Film d’animation lettono-américano-luxembourgeois de Signe Baumane (2022), avec (voix) Dagmara Dominczyk, Matthew Modine, Michele Pawk, Cameron Monaghan, Stephen Lang, Erica Schroeder, Emma Kenney, Anna O’Donoghue… 1h48. Sortie le 7 juin 2023.
Voici un film d’animation résolument anticonformiste dans lequel une gamine biberonnée aux chansons et aux contes de fées a la conviction que son salut passera par l’amour, pour peu qu’elle accepte de se conformer aux normes en vigueur. Pourtant, au fil des ans, son corps se met à afficher les stigmates de son insoumission. C’est en s’inspirant de sa propre expérience de femme mariée à deux reprises et en proie à l’aliénation des conventions sociales que la réalisatrice lettone installée à New York Signe Baumane a conçu son deuxième long métrage à travers le prisme d’un féminisme aussi actuel que décomplexé. My Love Affair with Marriage (littéralement Mon histoire d’amour avec le mariage) utilise la liberté du cinéma d’animation et ses ressources créatives quasiment illimitées pour traduire en images des théories philosophiques plutôt sophistiquées. Le graphisme s’efforce d’y représenter les sensations et les sentiments en nous mettant à la fois dans le corps et dans la tête de son héroïne confrontée à une intimité qui lui échappe, alors qu’elle prétend tout contrôler. Le tout en conceptualisant des découvertes scientifiques complexes que la réalisatrice matérialise sur un mode résolument ludique pour mieux rendre accessibles au spectateur des concepts aussi sophistiqués que le spleen, la dépression ou le coup de foudre. Des thèmes déjà abordés dans son premier long métrage, Rocks in My Pockets (2014), lequel s’attachait à une malédiction familiale sur un siècle qui a entraîné inéluctablement les femmes de sa famille vers la dépression et le suicide.

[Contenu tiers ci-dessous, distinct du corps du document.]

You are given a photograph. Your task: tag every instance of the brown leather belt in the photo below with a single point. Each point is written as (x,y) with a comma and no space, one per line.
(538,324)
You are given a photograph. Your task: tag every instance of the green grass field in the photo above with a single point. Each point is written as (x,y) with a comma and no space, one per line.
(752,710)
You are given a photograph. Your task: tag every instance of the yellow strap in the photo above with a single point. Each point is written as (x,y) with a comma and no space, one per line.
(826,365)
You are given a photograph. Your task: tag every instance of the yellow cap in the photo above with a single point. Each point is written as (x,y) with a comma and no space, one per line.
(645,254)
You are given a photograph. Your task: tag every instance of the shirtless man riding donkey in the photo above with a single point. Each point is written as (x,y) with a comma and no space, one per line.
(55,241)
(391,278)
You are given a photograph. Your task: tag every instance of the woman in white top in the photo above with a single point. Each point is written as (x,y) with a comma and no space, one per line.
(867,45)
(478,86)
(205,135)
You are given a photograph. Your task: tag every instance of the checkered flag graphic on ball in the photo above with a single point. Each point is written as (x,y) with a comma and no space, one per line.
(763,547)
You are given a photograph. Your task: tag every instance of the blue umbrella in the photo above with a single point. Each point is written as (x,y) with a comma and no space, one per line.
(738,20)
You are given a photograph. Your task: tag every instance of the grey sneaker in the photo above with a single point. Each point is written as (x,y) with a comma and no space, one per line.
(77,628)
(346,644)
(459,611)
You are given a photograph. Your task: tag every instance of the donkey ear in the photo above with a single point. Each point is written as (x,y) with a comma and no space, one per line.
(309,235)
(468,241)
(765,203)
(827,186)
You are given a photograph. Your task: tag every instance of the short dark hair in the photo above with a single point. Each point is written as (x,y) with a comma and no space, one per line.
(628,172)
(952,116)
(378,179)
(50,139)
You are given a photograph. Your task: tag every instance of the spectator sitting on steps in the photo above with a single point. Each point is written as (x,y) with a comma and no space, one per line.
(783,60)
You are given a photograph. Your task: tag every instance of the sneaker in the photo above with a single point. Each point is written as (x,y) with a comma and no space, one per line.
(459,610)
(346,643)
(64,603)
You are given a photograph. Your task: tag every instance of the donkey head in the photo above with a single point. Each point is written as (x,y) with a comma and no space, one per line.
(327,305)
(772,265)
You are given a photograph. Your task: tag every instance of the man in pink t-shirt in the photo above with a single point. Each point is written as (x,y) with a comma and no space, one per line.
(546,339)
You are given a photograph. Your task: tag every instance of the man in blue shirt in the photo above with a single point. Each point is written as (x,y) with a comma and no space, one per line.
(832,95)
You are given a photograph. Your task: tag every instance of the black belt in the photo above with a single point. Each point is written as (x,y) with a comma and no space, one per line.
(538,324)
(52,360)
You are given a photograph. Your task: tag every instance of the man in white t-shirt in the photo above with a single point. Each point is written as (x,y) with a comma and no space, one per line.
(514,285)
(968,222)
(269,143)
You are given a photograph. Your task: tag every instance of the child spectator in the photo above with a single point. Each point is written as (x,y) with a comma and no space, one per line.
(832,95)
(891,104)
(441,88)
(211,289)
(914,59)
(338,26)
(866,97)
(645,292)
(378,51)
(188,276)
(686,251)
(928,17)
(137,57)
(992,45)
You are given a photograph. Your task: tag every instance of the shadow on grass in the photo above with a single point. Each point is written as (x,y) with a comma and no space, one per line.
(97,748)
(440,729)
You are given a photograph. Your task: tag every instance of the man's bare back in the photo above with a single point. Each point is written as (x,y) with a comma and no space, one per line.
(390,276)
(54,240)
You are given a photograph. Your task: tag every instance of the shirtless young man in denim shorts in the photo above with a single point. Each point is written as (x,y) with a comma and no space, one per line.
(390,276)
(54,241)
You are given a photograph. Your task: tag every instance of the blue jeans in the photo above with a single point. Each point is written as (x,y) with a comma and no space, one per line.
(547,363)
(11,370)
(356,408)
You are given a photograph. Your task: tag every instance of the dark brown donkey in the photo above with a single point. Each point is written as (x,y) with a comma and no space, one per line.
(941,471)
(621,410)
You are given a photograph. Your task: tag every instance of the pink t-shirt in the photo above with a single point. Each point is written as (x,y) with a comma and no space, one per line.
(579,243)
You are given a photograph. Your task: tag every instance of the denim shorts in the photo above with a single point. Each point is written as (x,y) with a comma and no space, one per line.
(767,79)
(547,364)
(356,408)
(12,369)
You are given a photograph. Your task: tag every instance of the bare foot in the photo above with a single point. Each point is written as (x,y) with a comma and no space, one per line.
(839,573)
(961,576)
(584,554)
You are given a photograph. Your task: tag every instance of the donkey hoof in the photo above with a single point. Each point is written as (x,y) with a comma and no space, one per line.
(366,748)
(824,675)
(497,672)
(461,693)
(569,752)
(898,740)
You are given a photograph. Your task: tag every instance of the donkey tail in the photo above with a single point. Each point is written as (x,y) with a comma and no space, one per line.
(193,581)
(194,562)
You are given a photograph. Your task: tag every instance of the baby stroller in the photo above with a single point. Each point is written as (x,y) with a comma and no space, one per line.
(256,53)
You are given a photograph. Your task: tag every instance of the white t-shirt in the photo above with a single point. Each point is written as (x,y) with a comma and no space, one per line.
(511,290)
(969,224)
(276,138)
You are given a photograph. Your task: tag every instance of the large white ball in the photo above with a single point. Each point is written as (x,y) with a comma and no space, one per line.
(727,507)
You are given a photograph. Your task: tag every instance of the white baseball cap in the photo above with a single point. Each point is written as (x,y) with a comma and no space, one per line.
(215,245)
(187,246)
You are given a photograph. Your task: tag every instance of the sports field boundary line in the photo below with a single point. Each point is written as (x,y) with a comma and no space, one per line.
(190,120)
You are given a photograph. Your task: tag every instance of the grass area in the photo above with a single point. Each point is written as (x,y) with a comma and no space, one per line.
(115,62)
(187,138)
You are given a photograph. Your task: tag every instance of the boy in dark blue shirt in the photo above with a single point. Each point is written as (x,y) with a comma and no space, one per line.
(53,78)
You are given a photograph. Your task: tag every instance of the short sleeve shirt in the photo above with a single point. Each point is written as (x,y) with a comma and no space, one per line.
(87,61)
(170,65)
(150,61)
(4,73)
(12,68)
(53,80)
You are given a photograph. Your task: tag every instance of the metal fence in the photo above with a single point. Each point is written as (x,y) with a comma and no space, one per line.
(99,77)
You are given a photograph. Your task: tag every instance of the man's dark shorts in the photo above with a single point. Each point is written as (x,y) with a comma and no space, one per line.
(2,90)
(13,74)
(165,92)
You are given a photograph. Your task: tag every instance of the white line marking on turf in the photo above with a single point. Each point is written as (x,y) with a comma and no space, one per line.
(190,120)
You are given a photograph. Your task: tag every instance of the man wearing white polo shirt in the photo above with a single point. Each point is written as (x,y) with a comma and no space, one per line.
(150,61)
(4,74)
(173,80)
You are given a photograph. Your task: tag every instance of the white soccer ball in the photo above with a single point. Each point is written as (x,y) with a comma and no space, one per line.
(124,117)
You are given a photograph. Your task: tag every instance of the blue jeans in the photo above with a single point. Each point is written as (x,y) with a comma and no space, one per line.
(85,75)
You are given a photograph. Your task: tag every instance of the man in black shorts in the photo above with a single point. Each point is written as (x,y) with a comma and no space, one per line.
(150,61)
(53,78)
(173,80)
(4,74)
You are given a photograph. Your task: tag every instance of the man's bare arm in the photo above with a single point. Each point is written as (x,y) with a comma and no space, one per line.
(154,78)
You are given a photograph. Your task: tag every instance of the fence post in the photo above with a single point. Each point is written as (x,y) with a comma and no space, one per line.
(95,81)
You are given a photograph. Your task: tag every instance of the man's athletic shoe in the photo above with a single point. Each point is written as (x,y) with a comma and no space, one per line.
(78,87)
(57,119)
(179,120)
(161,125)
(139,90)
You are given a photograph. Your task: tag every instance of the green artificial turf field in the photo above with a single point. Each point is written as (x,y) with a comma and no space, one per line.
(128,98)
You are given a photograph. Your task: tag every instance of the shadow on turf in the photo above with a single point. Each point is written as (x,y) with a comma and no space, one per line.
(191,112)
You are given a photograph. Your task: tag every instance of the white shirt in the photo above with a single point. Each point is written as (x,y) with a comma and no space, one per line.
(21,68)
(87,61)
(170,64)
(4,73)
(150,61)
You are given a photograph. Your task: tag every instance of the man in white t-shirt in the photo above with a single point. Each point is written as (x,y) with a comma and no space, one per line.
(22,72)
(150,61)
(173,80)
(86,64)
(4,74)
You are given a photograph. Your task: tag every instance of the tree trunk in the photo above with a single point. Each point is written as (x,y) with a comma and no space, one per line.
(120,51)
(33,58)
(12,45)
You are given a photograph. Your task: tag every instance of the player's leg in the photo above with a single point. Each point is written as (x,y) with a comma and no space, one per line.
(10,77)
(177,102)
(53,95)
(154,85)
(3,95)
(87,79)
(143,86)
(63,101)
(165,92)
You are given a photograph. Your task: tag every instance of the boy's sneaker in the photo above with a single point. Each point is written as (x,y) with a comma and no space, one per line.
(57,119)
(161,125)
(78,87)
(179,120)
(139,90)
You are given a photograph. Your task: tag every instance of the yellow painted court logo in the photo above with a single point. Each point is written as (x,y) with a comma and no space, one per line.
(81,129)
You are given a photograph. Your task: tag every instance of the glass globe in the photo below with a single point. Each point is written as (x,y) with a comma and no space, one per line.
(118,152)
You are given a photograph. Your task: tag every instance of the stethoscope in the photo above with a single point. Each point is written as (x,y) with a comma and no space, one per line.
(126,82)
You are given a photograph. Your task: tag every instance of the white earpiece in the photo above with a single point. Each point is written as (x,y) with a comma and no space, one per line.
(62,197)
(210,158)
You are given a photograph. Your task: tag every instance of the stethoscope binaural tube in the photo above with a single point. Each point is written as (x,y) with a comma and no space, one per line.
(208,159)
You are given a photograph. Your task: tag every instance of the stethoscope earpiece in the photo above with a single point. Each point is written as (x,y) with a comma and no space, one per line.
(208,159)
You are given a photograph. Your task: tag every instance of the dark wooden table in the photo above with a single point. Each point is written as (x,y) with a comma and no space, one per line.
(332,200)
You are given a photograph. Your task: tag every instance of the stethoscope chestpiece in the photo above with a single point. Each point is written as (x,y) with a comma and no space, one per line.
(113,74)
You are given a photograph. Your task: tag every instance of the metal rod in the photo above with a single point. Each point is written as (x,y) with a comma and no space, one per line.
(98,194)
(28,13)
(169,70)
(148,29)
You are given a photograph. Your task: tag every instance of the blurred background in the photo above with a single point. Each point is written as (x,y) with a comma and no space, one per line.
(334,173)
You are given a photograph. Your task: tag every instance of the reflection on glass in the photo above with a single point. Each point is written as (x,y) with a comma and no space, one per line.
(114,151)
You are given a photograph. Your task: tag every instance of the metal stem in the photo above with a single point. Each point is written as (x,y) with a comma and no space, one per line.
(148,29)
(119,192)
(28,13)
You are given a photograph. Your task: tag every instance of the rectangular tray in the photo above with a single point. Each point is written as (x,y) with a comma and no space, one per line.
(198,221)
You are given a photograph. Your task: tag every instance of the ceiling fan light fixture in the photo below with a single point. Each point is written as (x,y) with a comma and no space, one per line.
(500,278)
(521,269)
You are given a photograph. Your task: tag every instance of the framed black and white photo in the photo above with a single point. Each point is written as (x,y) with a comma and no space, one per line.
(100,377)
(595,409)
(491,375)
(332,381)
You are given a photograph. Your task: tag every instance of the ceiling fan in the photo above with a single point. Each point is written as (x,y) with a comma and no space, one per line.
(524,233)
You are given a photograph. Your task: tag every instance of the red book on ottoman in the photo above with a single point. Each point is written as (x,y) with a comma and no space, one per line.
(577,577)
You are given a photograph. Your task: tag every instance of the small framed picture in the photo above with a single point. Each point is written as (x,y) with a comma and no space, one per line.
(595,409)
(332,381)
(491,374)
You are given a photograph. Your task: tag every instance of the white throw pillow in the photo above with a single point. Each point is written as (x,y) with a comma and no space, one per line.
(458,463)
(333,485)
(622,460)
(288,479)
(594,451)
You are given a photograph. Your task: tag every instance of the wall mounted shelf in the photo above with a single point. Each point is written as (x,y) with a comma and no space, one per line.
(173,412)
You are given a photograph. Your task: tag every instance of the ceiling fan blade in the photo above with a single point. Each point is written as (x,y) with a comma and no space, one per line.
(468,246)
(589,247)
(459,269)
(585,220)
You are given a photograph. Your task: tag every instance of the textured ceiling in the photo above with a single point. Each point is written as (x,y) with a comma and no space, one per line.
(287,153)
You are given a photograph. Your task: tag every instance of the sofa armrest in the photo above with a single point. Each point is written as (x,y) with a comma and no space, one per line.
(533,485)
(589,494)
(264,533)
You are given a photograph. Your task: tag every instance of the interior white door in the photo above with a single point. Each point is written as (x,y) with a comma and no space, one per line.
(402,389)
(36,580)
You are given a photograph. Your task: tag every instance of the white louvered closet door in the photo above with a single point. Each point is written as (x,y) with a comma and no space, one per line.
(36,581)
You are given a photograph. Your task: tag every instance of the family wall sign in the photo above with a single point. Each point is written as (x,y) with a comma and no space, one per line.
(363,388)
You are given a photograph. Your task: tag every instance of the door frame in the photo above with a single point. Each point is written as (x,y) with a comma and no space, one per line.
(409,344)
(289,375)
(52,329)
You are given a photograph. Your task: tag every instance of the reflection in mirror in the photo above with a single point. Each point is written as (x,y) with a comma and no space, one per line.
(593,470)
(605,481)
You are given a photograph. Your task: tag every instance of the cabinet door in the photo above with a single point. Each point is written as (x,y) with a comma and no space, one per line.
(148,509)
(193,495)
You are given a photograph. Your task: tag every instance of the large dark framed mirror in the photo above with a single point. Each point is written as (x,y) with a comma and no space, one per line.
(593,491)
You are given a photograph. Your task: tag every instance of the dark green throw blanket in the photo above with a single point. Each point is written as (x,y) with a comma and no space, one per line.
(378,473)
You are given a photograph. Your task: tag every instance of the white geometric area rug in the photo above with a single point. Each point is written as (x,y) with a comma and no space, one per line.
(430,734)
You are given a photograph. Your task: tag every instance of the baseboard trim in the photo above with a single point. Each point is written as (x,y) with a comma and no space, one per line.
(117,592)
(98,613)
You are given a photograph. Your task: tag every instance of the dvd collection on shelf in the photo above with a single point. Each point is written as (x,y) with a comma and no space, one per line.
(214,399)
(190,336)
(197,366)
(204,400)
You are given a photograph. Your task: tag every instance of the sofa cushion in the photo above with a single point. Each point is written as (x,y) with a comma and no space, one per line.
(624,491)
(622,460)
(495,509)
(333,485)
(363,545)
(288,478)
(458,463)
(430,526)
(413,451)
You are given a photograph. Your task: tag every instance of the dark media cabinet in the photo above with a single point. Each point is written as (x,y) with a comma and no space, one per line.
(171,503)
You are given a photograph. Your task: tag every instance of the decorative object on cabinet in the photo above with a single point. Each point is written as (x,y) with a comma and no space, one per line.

My Love Affair with Marriage est une mise en boîte corrosive des comédies sentimentales traditionnelles qui s’appuie sur un syncrétisme bouillonnant de créativité. La réalisatrice y inscrit des personnages dessinés à la main dans des décors en trois dimensions, tout en mettant les ressources de la photo, du théâtre, de la comédie musicale et de l’imagerie scientifique au service d’un récit débordant d’imagination. Le résultat est un maelström atypique qui joue en permanence des ruptures de ton pour nous faire partager les états d’âme d’une femme aux prises avec elle-même qui semble parfois comme possédée par ses pulsions incontrôlables. Sur le plan graphique, le film manifeste une inventivité inépuisable et adapte en permanence son esthétique à son propos, parfois complexe. Le résultat ne s’adresse évidemment pas en priorité aux enfants, ne serait-ce qu’en raison de la sophistication extrême de son propos et même si Signe Baumane multiplie les séquences spectaculaires en jouant sur une gamme d’effets particulièrement vaste et en s’autorisant les audaces visuelles les plus délirantes, que ce soit en matière de couleurs ou de formes. Un vrai bonheur pour un sémiologue, tant ce fourre-tout protéiforme illustre la théorie énoncée par Bruno Bettelheim dans “Psychanalyse des contes de fées” (Robert Laffont, 1976) selon laquelle “ils permettent de se forger une première idée de la morale car ils s’adressent simultanément à plusieurs niveaux de la personnalité en même temps qu’ils enrichissent la vie intérieure de l’enfant.” On n’a pas fini de percer les secrets de cette œuvre d’art.